Email|Print| Text size + By Jim McBride
Globe Staff / February 1, 2008

Another trip to the New Orleans Superdome, another beating at the hands of a heavily favored NFC foe, right?

Not so fast.

The third time proved to be quite the charm for the resilient Patriots, who pulled off one of the most stunning upsets in NFL history by beating - and we mean physically beating - the Rams, 20-17, on Adam Vinatieri's last-second 48-yard field goal to claim Super Bowl XXXVI.

The Rams, dubbed "The Greatest Show on Turf," were out of sorts from the get-go as the smashmouth Patriots delivered hit after devastating hit on St. Louis's talented skill players.

"It was force vs. finesse, and something had to give," said linebacker Tedy Bruschi. "It wasn't too complicated. We just concentrated on hitting them hard."

And how.

The secondary was particularly rough on St. Louis's trio of fleet-footed flankers as safeties Lawyer Milloy and Tebucky Jones constantly jolted the receivers with bone-jarring hits, leaving them ducking for the sidelines for most of the evening.

After falling behind, 3-0, the Patriots got on the scoreboard when Ty Law stepped in front of a Kurt Warner pass intended for Isaac Bruce and returned it untouched 47 yards for a touchdown. The Patriots increased their lead to 14-3 before the half when game MVP Tom Brady lofted an 8-yard pass to David Patten in the corner of the end zone.

The Rams appeared to be left for dead when New England increased its lead to 17-3 after three. Instead, the St. Louis offense caught fire and rallied to tie the game on Kurt Warner's 2-yard run and Warner's 26-yard pass to Ricky Proehl with 1:30 left.

While some - most notably analyst John Madden - thought the Patriots should play for overtime, the coaching staff would have none of it.

"I went to Bill [Belichick], and we decided to go for it and win it in regulation," said then offensive coordinator Charlie Weis. "We didn't want to get into overtime with St.

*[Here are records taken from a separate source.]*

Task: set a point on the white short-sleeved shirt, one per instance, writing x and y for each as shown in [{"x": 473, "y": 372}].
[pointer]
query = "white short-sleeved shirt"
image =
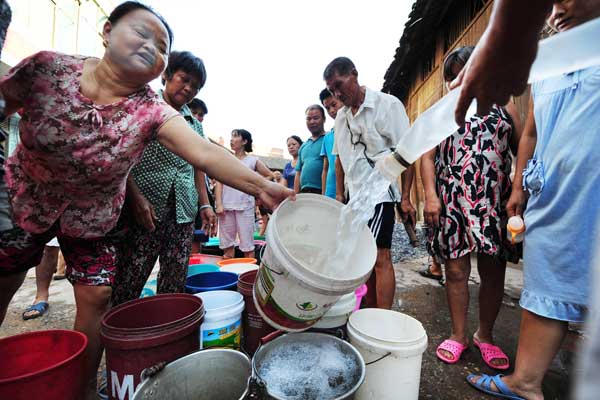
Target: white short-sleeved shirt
[{"x": 368, "y": 135}]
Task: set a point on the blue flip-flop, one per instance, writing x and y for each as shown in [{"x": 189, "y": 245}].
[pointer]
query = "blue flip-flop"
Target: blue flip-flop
[
  {"x": 484, "y": 384},
  {"x": 39, "y": 308}
]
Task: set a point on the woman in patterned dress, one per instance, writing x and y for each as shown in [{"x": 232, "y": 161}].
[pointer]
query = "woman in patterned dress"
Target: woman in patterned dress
[
  {"x": 467, "y": 183},
  {"x": 86, "y": 123}
]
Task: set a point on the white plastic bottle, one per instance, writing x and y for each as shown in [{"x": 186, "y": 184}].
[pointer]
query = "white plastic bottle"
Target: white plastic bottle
[{"x": 515, "y": 229}]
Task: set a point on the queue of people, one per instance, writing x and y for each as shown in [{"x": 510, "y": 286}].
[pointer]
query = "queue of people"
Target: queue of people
[{"x": 112, "y": 170}]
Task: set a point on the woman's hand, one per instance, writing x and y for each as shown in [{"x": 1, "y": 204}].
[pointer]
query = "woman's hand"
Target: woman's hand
[
  {"x": 516, "y": 203},
  {"x": 209, "y": 221},
  {"x": 143, "y": 212},
  {"x": 432, "y": 211},
  {"x": 271, "y": 194}
]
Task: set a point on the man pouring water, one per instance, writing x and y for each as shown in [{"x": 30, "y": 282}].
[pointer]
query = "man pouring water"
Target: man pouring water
[{"x": 367, "y": 128}]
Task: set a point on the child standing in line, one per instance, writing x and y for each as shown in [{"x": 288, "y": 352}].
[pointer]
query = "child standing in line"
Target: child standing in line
[{"x": 235, "y": 209}]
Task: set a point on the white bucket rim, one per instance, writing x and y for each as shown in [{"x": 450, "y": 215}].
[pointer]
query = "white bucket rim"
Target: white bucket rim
[
  {"x": 227, "y": 309},
  {"x": 239, "y": 268},
  {"x": 345, "y": 305},
  {"x": 316, "y": 278},
  {"x": 385, "y": 341}
]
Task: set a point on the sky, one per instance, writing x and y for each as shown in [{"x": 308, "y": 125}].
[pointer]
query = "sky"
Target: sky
[{"x": 265, "y": 58}]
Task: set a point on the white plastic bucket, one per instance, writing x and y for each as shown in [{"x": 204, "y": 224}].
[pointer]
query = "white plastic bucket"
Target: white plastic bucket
[
  {"x": 222, "y": 325},
  {"x": 239, "y": 268},
  {"x": 292, "y": 293},
  {"x": 392, "y": 345},
  {"x": 338, "y": 314}
]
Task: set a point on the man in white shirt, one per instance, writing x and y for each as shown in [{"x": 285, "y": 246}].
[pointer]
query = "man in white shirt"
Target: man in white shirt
[{"x": 366, "y": 129}]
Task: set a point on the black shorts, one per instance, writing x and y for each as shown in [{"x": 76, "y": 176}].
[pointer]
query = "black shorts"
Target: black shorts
[{"x": 382, "y": 224}]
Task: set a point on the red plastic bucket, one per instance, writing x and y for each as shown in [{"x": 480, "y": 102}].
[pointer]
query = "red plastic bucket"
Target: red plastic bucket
[
  {"x": 42, "y": 364},
  {"x": 254, "y": 326},
  {"x": 144, "y": 332}
]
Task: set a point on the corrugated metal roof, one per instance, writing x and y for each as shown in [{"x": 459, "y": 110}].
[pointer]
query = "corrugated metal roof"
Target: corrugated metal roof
[{"x": 418, "y": 37}]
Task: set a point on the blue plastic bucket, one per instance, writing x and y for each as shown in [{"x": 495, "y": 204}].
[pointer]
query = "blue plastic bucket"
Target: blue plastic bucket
[
  {"x": 196, "y": 269},
  {"x": 211, "y": 281}
]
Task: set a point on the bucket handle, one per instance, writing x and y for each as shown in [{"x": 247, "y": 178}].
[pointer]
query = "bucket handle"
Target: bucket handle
[
  {"x": 149, "y": 372},
  {"x": 273, "y": 335},
  {"x": 256, "y": 389},
  {"x": 379, "y": 359},
  {"x": 262, "y": 252}
]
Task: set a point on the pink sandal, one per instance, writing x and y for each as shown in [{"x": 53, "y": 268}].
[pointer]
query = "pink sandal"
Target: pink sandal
[
  {"x": 491, "y": 352},
  {"x": 453, "y": 347}
]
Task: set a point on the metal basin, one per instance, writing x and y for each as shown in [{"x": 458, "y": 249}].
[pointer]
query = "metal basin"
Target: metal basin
[
  {"x": 351, "y": 382},
  {"x": 205, "y": 375}
]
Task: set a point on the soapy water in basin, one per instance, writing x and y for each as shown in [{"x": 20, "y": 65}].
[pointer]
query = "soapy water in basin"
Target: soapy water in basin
[{"x": 309, "y": 371}]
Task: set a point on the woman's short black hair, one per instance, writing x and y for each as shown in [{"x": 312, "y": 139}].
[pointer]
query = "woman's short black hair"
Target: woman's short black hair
[
  {"x": 197, "y": 104},
  {"x": 244, "y": 134},
  {"x": 458, "y": 57},
  {"x": 295, "y": 138},
  {"x": 188, "y": 63},
  {"x": 126, "y": 7},
  {"x": 316, "y": 107}
]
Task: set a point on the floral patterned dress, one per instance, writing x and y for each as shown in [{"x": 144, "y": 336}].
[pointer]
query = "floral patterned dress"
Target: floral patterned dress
[
  {"x": 473, "y": 184},
  {"x": 74, "y": 157}
]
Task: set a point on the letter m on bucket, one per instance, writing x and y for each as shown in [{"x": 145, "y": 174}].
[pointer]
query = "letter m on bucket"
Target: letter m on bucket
[{"x": 123, "y": 390}]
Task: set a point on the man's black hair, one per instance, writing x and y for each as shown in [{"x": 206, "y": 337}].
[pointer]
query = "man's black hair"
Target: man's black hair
[
  {"x": 188, "y": 63},
  {"x": 315, "y": 107},
  {"x": 341, "y": 65},
  {"x": 325, "y": 94}
]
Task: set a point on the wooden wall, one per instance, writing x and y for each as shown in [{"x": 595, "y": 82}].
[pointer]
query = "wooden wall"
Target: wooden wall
[{"x": 425, "y": 91}]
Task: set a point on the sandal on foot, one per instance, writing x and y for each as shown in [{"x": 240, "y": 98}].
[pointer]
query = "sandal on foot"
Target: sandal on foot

Louis. So we opened up the offense."

Brady calmly and coolly led the Patriots on an eight-play, 53-yard drive, setting the stage for Vinatieri.

"I didn't say anything to Adam before the kick," said special teams coach Brad Seely. "I didn't have to. I don't think he has ever missed a kick in a dome."

The victory by Belichick's squad left an impression on many - including that of his St. Louis counterpart.

"Let me say this about the Patriots: They are the most well-coached football team I have come up against since I've been coaching in this league," Mike Martz said six weeks after the game.